A criança de apenas dois anos foi baleada na manhã de ontem, enquanto o pai dirigia ao fórum municipal para participar de uma audiência. Entretanto, durante o trajeto, a família foi surpreendida por uma emboscada e disparos vindos de um Ford Fiesta prata.
A avó da bebê, que também estava no carro que foi alvo dos tiros, conta como tudo aconteceu.
“A gente estava indo na delegacia em Bocaiúva, para o meu marido depor após um assalto contra um senhor de idade, e caluniaram meu genro, que ele tinha envolvimento. Quando gente saiu, o carro estava lá. Encostaram o carro do lado e começaram a atirar, uns seis tiros. Era pra ter morrido tudo mundo”, detalha Ana Regina de Paula Santos, em entrevista à Ric RECORD.

Ana Regina conta, ainda, que gritou para os atiradores que havia uma criança no interior do veículo, mas que o apelo foi em vão.
“Falei ‘olha a criança’, mas não adiantou, atiraram sem dó. O tiro foi perto da orelhinha dela e saiu pelo nariz. Meu genro foi baleado no braço, duas vezes”, completa a avó.
Vizinho da família morreu após um assalto
Wilson dos Reis Lourenço, de 72 anos, vizinho da família que foi alvo dos disparos na última segunda-feira (12), morreu após ser vítima de um assalto em Bocaiúva do Sul, em dezembro do ano passado.
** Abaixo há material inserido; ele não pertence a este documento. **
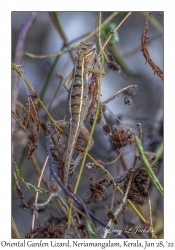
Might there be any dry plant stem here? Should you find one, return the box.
[12,63,67,135]
[46,137,121,234]
[141,21,163,81]
[49,12,74,62]
[87,154,156,238]
[24,12,118,59]
[31,155,49,231]
[30,154,48,187]
[149,196,154,238]
[103,155,137,238]
[110,187,116,211]
[12,216,20,239]
[12,12,38,132]
[12,63,155,235]
[143,12,163,35]
[48,76,63,112]
[102,85,135,104]
[103,12,132,50]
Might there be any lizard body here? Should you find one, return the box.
[64,42,96,187]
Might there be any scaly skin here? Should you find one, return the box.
[64,42,96,187]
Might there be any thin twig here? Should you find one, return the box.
[103,12,132,50]
[149,196,154,238]
[12,12,38,132]
[103,155,137,238]
[46,136,123,237]
[31,155,49,231]
[24,12,118,59]
[102,85,136,104]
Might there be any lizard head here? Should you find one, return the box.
[77,42,97,65]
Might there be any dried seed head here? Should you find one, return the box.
[110,127,135,149]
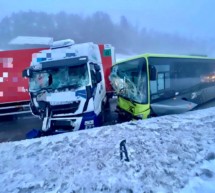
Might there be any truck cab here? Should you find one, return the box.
[23,39,114,132]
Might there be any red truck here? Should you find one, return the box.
[0,47,45,116]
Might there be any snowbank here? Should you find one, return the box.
[0,108,215,193]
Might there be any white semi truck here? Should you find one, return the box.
[23,39,115,136]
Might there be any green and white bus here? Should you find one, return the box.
[109,54,215,120]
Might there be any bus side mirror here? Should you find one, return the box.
[94,64,101,72]
[149,66,157,80]
[22,68,32,78]
[96,71,102,83]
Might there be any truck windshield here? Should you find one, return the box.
[29,64,89,92]
[110,58,148,104]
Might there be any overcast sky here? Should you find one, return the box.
[0,0,215,40]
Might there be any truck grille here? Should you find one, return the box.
[51,101,80,115]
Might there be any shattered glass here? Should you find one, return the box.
[29,64,89,92]
[109,58,147,103]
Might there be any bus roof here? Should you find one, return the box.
[116,53,215,64]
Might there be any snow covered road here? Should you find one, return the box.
[0,107,215,193]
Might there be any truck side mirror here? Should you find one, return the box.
[22,68,32,78]
[149,65,157,80]
[96,71,102,83]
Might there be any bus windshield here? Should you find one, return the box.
[29,64,89,92]
[110,58,148,104]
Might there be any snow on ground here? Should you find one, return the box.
[0,108,215,193]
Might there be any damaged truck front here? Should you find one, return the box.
[23,40,114,136]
O idoso foi brutalmente agredido e chegou a ser internado, mas não resistiu aos graves ferimentos.

O pai da criança baleada foi apontado como autor das agressões ao idoso, de acordo com o delegado Mario Sergio Zacheski, popularmente conhecido como Bradock. Ele afirma que diligências estão sendo realizadas e que ouviu o proprietário do carro envolvido na tocaia. Para o delegado, os dois casos estão relacionados.
“O carro está no nome de uma pessoa que afirma ter vendido o veículo há uns 20 dias. Mas o que me causa estranheza é que essa pessoa é parente do falecido Wilson, idoso que foi assaltado e morto em dezembro, e acusam o pai da menina que foi baleada (como autor das agressões). As coisas estão se engatando, os dois casos têm correlação”, afirma Bradock.
O delegado espera concluir as investigações nos próximos dias.
“Um anjinho que não tinha nada a ver com a história e foi ferido. E quem fez (os disparos) já deve estar preocupado, sabe que a gente tá em cima deles. Essa semana a gente resolve toda essa broca”, finaliza.